La sensazione di avere a che fare con un sistema politico bloccato, dove la differenza tra sinistra e destra era sempre meno chiara, ha spinto molti scontenti ad accogliere questi tratti non ortodossi del M5S come dati di novità che potevano offrire una speranza di rinnovamento per il futuro. Le liste “grilline” ebbero un certo successo sia sul piano delle elezioni amministrative sia su quello delle politiche. Tuttavia, è proprio alla prova del governo, che il movimento comincia a entrare in crisi. Nelle aule parlamentari, o seduti ai banchi del governo, i rappresentanti del M5S trovano sempre più difficile far credere ai propri elettori di essere dalla “nostra” parte e contro “loro”. Anzi, alcuni dei “capi” (in un movimento che si riprometteva di non averne), sembrano provare un certo gusto nell’entrare a far parte di quella stessa élite che il movimento era nato per abbattere, nel parlamento che avrebbero dovuto aprire come “una scatola di sardine”. Oggi, all’indomani delle elezioni amministrative, con un M5S che appare indebolito, c’è già chi ne prevede la prossima dissoluzione, e addirittura celebra, con l’estinzione degli ex rivoluzionari, la fine del populismo.

 

Previsioni avventate.
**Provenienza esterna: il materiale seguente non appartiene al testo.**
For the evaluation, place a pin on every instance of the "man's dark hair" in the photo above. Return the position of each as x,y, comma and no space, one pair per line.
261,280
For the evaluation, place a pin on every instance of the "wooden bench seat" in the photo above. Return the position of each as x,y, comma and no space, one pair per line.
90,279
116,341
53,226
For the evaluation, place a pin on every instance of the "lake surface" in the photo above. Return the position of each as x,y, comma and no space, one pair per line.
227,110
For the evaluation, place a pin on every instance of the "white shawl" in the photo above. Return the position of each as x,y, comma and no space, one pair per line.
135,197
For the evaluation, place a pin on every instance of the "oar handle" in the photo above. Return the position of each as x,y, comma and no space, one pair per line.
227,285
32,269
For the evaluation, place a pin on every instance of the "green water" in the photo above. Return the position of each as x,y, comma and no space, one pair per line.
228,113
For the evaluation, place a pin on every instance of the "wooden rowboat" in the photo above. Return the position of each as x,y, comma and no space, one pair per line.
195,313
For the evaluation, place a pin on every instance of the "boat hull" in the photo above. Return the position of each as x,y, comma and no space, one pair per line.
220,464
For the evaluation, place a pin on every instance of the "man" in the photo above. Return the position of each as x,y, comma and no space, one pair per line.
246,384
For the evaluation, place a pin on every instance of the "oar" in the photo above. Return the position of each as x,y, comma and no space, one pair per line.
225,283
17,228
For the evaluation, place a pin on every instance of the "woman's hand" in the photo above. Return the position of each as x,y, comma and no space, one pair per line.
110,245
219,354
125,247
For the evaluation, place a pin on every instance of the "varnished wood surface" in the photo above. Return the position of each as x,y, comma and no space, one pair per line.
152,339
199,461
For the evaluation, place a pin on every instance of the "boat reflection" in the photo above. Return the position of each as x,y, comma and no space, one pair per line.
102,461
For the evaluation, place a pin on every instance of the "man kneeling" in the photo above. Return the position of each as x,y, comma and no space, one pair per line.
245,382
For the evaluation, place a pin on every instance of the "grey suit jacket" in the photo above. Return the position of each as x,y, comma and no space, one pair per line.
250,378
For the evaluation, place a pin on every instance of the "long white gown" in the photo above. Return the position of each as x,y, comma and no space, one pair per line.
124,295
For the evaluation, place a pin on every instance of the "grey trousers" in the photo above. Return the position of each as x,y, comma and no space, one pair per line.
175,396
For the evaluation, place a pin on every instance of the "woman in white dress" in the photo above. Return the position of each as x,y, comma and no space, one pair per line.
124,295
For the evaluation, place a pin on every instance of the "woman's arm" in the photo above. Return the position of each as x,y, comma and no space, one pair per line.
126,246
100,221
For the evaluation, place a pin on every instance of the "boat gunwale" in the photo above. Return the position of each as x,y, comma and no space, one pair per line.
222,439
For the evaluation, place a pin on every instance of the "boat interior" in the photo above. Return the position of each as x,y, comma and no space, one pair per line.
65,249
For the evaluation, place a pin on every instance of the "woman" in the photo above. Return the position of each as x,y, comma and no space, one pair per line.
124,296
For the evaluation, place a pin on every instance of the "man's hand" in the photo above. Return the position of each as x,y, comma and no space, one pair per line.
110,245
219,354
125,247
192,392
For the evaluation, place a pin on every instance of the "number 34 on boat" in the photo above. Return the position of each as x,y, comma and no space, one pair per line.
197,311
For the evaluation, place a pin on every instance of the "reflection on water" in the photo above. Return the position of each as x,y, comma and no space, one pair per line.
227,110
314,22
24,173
Un po’ perché, come dicevamo, si comparano oggetti dai contorni instabili. Elezioni politiche e amministrative, tenute in momenti diversi, con un quadro di offerta politica e una situazione sociale diversa. Ma anche perché l’ascesa del M5S, e il suo indiscutibile successo elettorale (nonostante un gruppo dirigente tutt’altro che brillante) si spiegano perché esso aveva intercettato, e in parte intercetta ancora, una scontentezza diffusa nei confronti dei partiti preesistenti, di sinistra e di destra, che certamente non si è dissolta, anzi sembra aumentata di recente per via di una situazione internazionale sempre più instabile e preoccupante.